Submitted by Jen Jones on Mon, 12/07/2009 - 2:57pm
The rise of mega-bankruptcies in the last two years has literally changed the face of how our financial system works, incorporating new precedents for pre-arranged Chapter 11 filings and instituting new standards of government intervention. Now the results of these sweeping insolvencies are being translated into legislative activity.
For a number of weeks, lawmakers have been considering a new method by which to systematically dismantle struggling companies that if allowed to crumble under current laws, would pose a significant risk to the economy. In other words, the debate is really about how the government deals with companies that are "too big to fail."
Naturally, there is debate among the parties but in general, the plan calls for creating a government standard for strategically dismantling large companies. At the heart of the floor disagreements is how creditors are treated under the new plan.
The current bankruptcy code follows an order for who should be paid when a company becomes insolvent. It starts with securitized debt (such as bonds issued to investors), then unsecured senior debt, subordinated debt, preferred stock and then common stock.
However, that order would change under the proposed rules, which grant seniority to the FDIC (Federal Deposit Insurance Corporation.) Basically, the new plan uses the resources of the government, not bankruptcy court, to decide who gets what.
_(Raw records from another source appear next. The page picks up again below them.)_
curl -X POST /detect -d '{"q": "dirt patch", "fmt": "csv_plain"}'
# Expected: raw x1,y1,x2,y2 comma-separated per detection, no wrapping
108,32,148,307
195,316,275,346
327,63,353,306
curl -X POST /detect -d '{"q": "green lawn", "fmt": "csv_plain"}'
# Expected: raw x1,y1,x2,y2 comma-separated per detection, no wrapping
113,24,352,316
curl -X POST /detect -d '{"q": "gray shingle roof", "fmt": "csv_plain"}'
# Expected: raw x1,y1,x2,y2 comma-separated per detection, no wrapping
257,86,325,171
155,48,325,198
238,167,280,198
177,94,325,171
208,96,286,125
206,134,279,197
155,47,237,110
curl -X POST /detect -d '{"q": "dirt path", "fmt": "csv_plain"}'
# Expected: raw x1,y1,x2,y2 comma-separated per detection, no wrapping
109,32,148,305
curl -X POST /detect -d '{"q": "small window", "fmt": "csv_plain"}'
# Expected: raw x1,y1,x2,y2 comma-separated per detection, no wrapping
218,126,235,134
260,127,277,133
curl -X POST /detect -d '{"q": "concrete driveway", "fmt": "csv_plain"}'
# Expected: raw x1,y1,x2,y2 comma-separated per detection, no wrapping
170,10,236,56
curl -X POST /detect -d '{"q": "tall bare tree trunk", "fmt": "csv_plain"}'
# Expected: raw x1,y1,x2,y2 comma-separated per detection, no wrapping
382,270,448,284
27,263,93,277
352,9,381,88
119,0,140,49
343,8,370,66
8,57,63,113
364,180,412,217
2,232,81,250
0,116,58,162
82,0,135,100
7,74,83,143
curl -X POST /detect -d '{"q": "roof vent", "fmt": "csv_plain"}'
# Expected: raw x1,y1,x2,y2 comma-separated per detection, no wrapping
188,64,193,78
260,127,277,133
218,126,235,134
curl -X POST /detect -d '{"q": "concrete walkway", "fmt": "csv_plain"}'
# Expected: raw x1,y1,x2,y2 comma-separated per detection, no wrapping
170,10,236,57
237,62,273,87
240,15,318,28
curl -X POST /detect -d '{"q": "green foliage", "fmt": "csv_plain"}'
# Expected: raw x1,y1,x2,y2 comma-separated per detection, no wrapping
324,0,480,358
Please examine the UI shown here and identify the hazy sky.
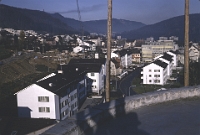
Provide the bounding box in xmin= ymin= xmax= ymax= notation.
xmin=1 ymin=0 xmax=200 ymax=24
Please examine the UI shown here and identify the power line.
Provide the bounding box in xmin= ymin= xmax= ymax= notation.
xmin=76 ymin=0 xmax=84 ymax=40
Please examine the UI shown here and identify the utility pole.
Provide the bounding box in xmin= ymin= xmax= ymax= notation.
xmin=184 ymin=0 xmax=189 ymax=87
xmin=106 ymin=0 xmax=112 ymax=102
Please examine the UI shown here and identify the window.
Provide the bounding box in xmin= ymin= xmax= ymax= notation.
xmin=149 ymin=80 xmax=151 ymax=82
xmin=74 ymin=102 xmax=77 ymax=107
xmin=74 ymin=93 xmax=77 ymax=98
xmin=39 ymin=107 xmax=50 ymax=112
xmin=154 ymin=80 xmax=160 ymax=83
xmin=71 ymin=95 xmax=74 ymax=101
xmin=60 ymin=99 xmax=68 ymax=108
xmin=154 ymin=69 xmax=160 ymax=72
xmin=38 ymin=96 xmax=49 ymax=102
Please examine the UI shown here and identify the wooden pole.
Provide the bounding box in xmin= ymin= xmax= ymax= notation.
xmin=106 ymin=0 xmax=112 ymax=102
xmin=184 ymin=0 xmax=189 ymax=87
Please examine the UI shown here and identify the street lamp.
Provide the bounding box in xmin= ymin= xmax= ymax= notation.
xmin=128 ymin=85 xmax=136 ymax=96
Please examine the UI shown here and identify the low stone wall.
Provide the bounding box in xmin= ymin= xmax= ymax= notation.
xmin=42 ymin=85 xmax=200 ymax=135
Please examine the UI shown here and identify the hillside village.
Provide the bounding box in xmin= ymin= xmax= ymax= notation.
xmin=0 ymin=28 xmax=200 ymax=134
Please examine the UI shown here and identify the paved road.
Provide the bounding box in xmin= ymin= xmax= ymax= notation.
xmin=85 ymin=98 xmax=200 ymax=135
xmin=118 ymin=68 xmax=141 ymax=96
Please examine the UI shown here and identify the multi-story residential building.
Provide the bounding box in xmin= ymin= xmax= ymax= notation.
xmin=142 ymin=45 xmax=154 ymax=63
xmin=141 ymin=60 xmax=168 ymax=85
xmin=166 ymin=50 xmax=179 ymax=67
xmin=142 ymin=37 xmax=178 ymax=62
xmin=132 ymin=49 xmax=141 ymax=63
xmin=68 ymin=58 xmax=106 ymax=94
xmin=189 ymin=44 xmax=200 ymax=62
xmin=113 ymin=49 xmax=132 ymax=68
xmin=15 ymin=66 xmax=87 ymax=120
xmin=154 ymin=53 xmax=173 ymax=78
xmin=110 ymin=58 xmax=122 ymax=76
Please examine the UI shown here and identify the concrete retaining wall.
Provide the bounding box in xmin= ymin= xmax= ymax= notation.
xmin=42 ymin=85 xmax=200 ymax=135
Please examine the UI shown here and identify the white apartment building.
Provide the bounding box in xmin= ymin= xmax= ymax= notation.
xmin=15 ymin=68 xmax=87 ymax=120
xmin=155 ymin=53 xmax=173 ymax=78
xmin=141 ymin=60 xmax=168 ymax=85
xmin=68 ymin=59 xmax=106 ymax=95
xmin=112 ymin=49 xmax=132 ymax=68
xmin=142 ymin=37 xmax=179 ymax=62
The new approach, called the "systemic resolution bill," would first pay funds to the FDIC to cover its expenses, next the government itself if any bailout funds were used, and then the traditional repayment priority would begin.
Creditors often involved in these types of bankruptcies are voicing support for the current bankruptcy system, citing primarily that government interaction at this level would lead to legislative bottlenecks and surely delay a company's ability to repay them and effectively handle the sale of its assets. Additionally, their stance is that the bankruptcy process entails an independent judicial review and enables the negotiation of payments.
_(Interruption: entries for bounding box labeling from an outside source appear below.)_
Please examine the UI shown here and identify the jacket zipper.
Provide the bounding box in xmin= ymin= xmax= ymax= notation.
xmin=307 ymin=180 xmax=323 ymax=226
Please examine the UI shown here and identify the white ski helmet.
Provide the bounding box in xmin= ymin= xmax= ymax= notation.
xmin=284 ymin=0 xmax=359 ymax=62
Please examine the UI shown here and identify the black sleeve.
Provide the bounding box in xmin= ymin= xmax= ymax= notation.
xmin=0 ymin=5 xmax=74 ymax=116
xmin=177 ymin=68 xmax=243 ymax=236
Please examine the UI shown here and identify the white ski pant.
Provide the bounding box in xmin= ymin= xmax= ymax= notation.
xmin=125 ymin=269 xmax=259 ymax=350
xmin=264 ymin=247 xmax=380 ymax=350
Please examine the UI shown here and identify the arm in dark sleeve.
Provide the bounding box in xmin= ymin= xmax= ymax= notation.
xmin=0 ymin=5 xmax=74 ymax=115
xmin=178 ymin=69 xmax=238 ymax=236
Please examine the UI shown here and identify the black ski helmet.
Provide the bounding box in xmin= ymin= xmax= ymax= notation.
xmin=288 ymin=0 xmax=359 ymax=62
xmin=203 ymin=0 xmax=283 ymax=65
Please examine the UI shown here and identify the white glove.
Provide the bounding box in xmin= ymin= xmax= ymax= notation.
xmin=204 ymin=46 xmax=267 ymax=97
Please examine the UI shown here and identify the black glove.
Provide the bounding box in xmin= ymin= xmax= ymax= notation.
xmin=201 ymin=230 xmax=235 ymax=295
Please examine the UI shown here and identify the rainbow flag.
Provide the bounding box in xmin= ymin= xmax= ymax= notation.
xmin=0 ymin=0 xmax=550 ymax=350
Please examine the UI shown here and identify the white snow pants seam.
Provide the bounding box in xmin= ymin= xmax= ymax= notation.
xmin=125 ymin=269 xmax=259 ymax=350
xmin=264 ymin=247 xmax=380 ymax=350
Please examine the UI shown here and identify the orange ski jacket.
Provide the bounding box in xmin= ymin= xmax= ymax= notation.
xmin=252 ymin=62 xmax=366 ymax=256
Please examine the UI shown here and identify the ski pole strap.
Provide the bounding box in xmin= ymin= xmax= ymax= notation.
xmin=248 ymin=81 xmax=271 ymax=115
The bill would allow the FDIC to decide the payout to creditors and delays judicial review until after the resolution is completed. There are also a number of ancillary issues involving bankruptcies of this type, such as contingent claims and indemnities, that the FDIC has not yet considered.
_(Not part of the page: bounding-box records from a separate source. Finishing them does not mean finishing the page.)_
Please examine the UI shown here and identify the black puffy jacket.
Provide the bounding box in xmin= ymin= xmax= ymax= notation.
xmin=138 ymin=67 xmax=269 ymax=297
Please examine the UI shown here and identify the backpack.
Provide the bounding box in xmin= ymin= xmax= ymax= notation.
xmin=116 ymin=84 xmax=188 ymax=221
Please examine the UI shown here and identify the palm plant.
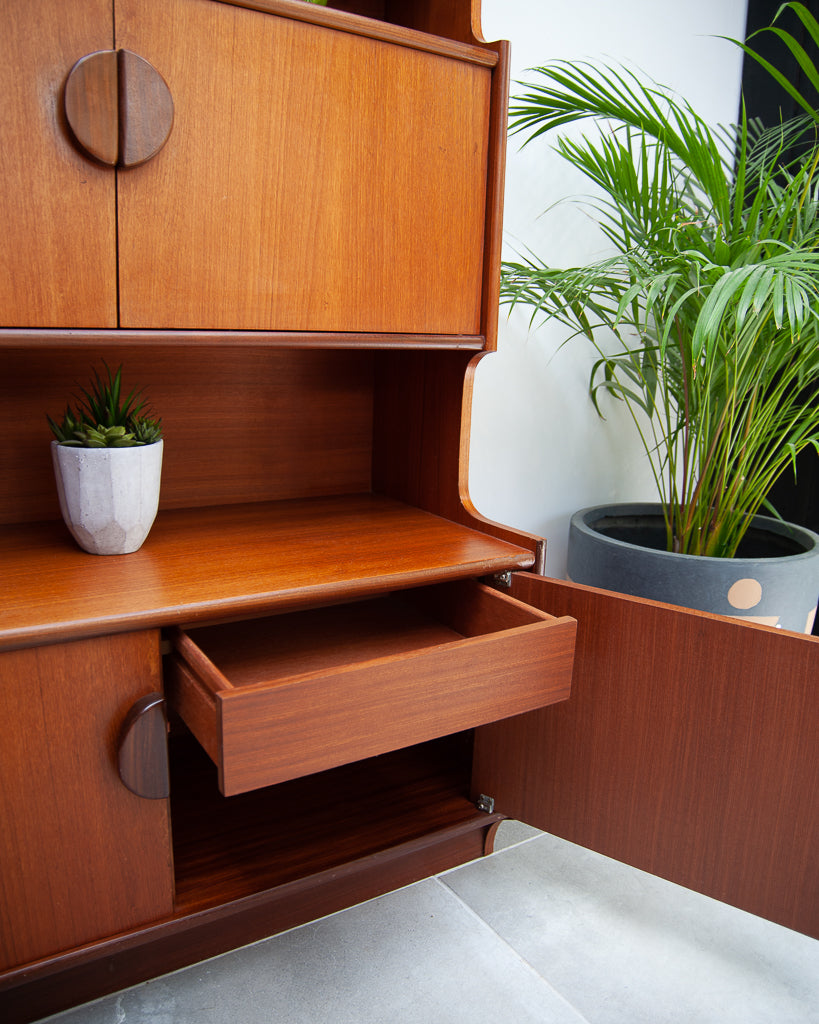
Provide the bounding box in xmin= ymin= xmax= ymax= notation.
xmin=502 ymin=4 xmax=819 ymax=557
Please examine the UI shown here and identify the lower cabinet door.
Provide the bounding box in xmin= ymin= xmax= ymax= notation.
xmin=167 ymin=580 xmax=574 ymax=796
xmin=0 ymin=631 xmax=173 ymax=969
xmin=473 ymin=573 xmax=819 ymax=938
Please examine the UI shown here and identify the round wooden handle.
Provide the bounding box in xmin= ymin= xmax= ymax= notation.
xmin=64 ymin=50 xmax=173 ymax=167
xmin=117 ymin=693 xmax=170 ymax=800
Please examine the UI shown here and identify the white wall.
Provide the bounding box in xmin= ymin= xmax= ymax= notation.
xmin=470 ymin=0 xmax=746 ymax=577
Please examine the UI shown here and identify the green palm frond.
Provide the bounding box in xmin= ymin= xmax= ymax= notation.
xmin=501 ymin=18 xmax=819 ymax=556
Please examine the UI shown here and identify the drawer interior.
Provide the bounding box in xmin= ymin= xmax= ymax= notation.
xmin=177 ymin=581 xmax=553 ymax=689
xmin=166 ymin=580 xmax=575 ymax=796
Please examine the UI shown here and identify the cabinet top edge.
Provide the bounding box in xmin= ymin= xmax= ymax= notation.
xmin=218 ymin=0 xmax=499 ymax=68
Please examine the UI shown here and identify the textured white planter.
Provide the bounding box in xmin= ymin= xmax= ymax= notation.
xmin=51 ymin=441 xmax=163 ymax=555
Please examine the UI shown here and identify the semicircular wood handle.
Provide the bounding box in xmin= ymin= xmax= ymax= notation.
xmin=117 ymin=693 xmax=170 ymax=800
xmin=64 ymin=50 xmax=173 ymax=167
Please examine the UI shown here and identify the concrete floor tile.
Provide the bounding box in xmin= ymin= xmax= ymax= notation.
xmin=39 ymin=880 xmax=584 ymax=1024
xmin=443 ymin=836 xmax=819 ymax=1024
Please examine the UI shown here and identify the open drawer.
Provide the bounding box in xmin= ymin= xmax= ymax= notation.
xmin=166 ymin=580 xmax=575 ymax=796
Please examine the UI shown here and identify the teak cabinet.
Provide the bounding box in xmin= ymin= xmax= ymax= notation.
xmin=0 ymin=0 xmax=819 ymax=1021
xmin=0 ymin=0 xmax=494 ymax=335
Systemic-resolution proponents argue that the bankruptcy system is already ill-equipped to handle massive, economy-damaging bankruptcies, citing that the Lehman bankruptcy remains tied up in court as a result of countless loose-ends. Michael Krimminger, an adviser working with the FDIC on the formulation of the plan insists that "... there is a reason large financial firms have not been allowed to fail — because no one has had enough confidence in the bankruptcy code to handle it. We must have a process that can close the largest financial firms without creating a systemic crisis."
Krimminger and others in his court believe that the government plan would handle things much more efficiently. However, none of the bill's detractors are willing to listen to that argument.
They also believe that the bill will severely impact the market as a whole by spreading doubt about how such companies will be end up in the market once inside the government blanket. Other companies monitor bankruptcies for a number of financial reasons that can play out on Wall Street in daily trading, especially if another financial crisis hits. In other words, the plan could make the impact of large bankruptcies even worse because of the lack of "sunshine" (public information) the FDIC allows.